The unions are stoked about Obama’s choice for Secretary of Labor, Rep. Hilda Solis.
I’m still a bit disappointed that the Labor Secretary wasn’t rolled out with the rest of the “economic policy team” a few weeks ago, but maybe she hadn’t accepted yet. Anyway, the symbol of nominating a latina Congresswoman from East L.A. (as opposed to, say, a white dude from Michigan or Ohio) gives a sense of how much the face of organized labor has changed over the years.
Talk about building bridges!
President-elect Barack Obama on Thursday defended his choice of a popular evangelical minister to deliver the invocation at his inauguration, rejecting criticism that it slights gays.The selection of Pastor Rick Warren brought objections from gay rights advocates, who strongly supported Obama during the election campaign. The advocates are angry over Warren’s backing of a California ballot initiative banning gay marriage. That measure was approved by voters last month.

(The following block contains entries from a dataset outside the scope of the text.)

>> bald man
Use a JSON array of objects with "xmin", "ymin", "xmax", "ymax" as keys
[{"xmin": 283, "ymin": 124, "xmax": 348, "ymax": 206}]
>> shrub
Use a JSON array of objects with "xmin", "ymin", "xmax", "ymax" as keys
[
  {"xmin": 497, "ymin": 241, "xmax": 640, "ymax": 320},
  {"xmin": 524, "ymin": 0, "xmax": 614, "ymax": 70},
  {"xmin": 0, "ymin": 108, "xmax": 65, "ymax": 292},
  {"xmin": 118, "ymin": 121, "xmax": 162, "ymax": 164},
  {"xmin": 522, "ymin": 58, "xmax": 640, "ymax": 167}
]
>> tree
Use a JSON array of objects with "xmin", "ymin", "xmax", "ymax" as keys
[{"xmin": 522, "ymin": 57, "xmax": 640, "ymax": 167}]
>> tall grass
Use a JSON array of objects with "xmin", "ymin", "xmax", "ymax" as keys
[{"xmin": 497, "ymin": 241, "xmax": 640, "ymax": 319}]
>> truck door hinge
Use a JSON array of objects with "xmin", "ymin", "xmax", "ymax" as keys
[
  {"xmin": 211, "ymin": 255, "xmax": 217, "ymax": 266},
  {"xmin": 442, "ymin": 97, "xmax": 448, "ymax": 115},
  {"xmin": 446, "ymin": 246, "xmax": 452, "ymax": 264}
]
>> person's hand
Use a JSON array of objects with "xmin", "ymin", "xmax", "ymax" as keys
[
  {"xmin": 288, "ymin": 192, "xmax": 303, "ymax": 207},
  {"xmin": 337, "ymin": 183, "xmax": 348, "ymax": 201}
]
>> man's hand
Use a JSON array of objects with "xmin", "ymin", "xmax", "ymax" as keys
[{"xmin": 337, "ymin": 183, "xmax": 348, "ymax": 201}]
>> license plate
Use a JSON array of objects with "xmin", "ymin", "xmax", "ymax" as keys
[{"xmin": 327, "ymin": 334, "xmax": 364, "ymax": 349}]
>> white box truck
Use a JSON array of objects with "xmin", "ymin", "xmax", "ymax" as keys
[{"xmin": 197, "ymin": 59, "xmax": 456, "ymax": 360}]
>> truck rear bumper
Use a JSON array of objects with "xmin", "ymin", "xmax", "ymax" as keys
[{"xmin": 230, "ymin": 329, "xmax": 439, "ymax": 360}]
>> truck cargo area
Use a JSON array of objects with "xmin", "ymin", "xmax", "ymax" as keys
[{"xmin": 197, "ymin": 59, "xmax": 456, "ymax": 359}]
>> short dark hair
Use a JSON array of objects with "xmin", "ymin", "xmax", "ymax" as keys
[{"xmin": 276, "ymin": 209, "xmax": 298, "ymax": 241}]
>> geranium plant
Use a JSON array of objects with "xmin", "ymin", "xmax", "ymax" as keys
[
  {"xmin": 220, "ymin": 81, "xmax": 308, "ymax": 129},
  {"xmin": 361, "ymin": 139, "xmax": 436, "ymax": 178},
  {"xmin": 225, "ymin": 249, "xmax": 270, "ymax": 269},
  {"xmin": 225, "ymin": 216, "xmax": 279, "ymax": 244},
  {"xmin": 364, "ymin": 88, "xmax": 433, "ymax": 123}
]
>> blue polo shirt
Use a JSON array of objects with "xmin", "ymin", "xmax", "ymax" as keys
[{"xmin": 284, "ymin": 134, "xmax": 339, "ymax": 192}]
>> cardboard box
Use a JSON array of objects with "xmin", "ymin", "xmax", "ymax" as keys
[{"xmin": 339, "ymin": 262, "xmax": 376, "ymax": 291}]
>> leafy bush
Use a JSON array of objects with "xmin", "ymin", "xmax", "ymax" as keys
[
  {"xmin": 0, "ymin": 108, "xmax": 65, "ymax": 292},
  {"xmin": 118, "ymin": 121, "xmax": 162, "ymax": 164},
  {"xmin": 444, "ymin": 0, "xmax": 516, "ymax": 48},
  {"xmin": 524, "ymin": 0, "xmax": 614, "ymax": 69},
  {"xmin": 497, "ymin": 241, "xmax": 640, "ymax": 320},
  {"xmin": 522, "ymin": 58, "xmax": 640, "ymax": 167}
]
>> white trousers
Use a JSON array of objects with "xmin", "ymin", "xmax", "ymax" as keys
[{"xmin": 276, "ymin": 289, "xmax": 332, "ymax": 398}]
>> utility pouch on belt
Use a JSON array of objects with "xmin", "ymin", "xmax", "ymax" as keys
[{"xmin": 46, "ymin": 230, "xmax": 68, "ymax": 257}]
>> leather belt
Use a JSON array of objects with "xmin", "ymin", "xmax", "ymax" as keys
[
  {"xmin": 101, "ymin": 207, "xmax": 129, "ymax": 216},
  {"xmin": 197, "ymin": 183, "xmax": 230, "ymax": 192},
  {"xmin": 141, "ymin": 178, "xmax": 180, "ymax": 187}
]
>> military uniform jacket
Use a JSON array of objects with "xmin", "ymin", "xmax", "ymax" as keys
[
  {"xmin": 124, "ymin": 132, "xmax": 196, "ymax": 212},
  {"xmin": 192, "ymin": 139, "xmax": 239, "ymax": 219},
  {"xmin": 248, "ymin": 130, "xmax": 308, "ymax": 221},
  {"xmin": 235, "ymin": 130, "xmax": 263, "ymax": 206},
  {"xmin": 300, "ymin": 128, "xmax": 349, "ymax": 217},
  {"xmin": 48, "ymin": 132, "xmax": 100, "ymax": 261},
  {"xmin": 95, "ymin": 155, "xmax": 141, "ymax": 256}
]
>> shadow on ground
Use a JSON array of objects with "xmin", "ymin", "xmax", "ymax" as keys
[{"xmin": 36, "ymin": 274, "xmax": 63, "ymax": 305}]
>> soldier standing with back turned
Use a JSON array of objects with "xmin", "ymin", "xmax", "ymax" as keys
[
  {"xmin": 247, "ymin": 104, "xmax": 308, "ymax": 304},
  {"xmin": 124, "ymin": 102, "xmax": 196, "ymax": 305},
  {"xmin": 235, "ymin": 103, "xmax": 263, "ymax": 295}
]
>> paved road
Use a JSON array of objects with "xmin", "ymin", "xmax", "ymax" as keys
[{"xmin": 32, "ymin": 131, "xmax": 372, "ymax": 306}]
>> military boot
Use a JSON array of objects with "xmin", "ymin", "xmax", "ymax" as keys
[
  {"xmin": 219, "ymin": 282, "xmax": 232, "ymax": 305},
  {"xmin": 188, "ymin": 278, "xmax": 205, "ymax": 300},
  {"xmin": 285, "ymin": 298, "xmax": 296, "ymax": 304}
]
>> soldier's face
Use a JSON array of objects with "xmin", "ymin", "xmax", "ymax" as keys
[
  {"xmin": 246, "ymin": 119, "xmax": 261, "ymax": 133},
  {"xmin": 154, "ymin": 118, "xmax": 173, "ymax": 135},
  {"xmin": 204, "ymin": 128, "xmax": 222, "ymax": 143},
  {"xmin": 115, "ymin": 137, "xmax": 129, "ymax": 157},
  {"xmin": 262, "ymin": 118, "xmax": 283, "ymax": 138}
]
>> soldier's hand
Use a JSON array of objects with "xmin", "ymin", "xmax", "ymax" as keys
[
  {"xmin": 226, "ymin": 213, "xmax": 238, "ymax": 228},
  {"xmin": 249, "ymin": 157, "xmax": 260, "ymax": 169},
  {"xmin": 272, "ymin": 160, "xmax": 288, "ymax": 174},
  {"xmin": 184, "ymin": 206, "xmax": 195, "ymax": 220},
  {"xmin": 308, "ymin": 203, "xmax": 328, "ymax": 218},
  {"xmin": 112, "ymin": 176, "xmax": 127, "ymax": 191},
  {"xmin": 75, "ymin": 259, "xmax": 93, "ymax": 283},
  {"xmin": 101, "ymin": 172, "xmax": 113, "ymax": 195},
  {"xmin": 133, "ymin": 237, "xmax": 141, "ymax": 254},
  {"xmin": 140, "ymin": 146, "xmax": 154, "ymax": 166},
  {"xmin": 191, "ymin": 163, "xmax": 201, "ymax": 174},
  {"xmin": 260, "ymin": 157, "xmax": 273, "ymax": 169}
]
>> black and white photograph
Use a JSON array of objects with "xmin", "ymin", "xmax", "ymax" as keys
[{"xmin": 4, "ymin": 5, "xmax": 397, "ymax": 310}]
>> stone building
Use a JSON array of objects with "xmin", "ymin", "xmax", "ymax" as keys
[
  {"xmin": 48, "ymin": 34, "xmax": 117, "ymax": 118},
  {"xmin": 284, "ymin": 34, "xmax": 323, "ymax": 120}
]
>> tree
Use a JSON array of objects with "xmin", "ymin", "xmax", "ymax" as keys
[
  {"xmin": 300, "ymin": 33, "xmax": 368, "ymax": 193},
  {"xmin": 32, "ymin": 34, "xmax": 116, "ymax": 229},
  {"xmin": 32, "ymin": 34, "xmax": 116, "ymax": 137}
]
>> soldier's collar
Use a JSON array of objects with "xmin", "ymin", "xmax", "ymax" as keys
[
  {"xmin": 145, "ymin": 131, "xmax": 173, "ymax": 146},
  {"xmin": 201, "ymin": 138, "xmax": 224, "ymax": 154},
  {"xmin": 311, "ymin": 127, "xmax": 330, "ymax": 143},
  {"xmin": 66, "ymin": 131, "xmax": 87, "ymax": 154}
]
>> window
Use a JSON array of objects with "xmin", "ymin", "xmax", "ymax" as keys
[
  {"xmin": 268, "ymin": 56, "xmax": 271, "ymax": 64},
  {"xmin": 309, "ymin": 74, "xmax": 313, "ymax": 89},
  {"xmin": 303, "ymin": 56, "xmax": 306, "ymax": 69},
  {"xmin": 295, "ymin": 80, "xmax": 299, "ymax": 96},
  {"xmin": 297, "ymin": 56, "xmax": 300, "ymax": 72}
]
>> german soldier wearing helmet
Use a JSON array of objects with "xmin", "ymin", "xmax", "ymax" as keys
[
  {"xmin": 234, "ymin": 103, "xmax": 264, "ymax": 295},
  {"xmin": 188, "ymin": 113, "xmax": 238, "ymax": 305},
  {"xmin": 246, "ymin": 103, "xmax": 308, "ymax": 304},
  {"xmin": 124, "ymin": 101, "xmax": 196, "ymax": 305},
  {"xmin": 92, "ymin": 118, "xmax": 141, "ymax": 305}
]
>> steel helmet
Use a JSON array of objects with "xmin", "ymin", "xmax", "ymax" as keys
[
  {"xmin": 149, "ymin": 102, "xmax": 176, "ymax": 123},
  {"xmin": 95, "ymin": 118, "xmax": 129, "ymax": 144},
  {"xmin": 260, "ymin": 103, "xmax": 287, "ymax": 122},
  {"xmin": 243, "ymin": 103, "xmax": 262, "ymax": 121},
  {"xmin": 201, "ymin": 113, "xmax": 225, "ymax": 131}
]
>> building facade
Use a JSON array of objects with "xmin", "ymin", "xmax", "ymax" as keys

But Obama told reporters in Chicago that America needs to “come together,” even when there’s disagreement on social issues. “That dialogue is part of what my campaign is all about,” he said.
Sure, as a red-blooded blue-stater, I’m mildly offended. I’ll even turn up my nose and give a little sniff of indignation.
There now. With that out of the way, I can get back to admiring Obama’s political savvy. With one fell stroke, he manages to reach out to a group Democrats considered unreachable only, like, five minutes ago. He also puts the aspersions about the Good Reverend Wright behind him forever. And the tradeoff? Offending an interest group that pretty much has no choice but to vote Democratic. Genius!
Ever wonder what it’s like to live in Japan? Wait no more:
Going further than analysts anticipated, the [Fed] cut its target for the overnight federal funds rate to a range of 0 to 0.25 percent, a record low, virtually bringing the United States to the zero-rate policies that Japan used for six years in its own fight against deflation.
Elvis has officially left the building vis a vis the U.S. economy. This is basically the last thing the Fed can do to try and improve the declining fortunes of U.S. business.
It also means that we’re officially in a “liquidity trap” — too many dollars chasing too few profitable investments. The only way out of this — which is the same way Japan managed to keep its people going during their own crisis — is through fiscal policy. Any members of Congress who disagree with Obama’s plans for a massive expansion in infrastructure spending should be reviled; their idealogical positions leading them to short-sightedness as criminal as Smoot and Hawley’s.
Going to be a long, strange trip.
Corruption in Illinois and Iraq, the auto bailout fails in the Senate, and finally, we look back on 2008.
Links Mentioned: Iraq reconstruction snafus … Mitch Albom unleashes on Republican Senators … video of the shoe incident.
With the announcement by President-elect Barack Obama last week that Gates will remain in his job in the new administration, the Defense chief has been given broad new power to reshape how the Pentagon selects, designs and builds new weapons systems.
The decision to keep Gates could spell the end of the Army’s $160-billion Future Combat Systems program and dim Air Force hopes for large numbers of new high-tech F-22 fighter jets. At the same time, smaller projects — perhaps blimps or light planes useful for ongoing conflicts — are likely to find new support.
“It is going to be more of a Wal-Mart approach than a Gucci approach,” a senior Pentagon official said.
The FCS is largely a Boeing-led project, so sucks for them (it’s way overbudget and delayed), but needles to say I think Gates is right on here.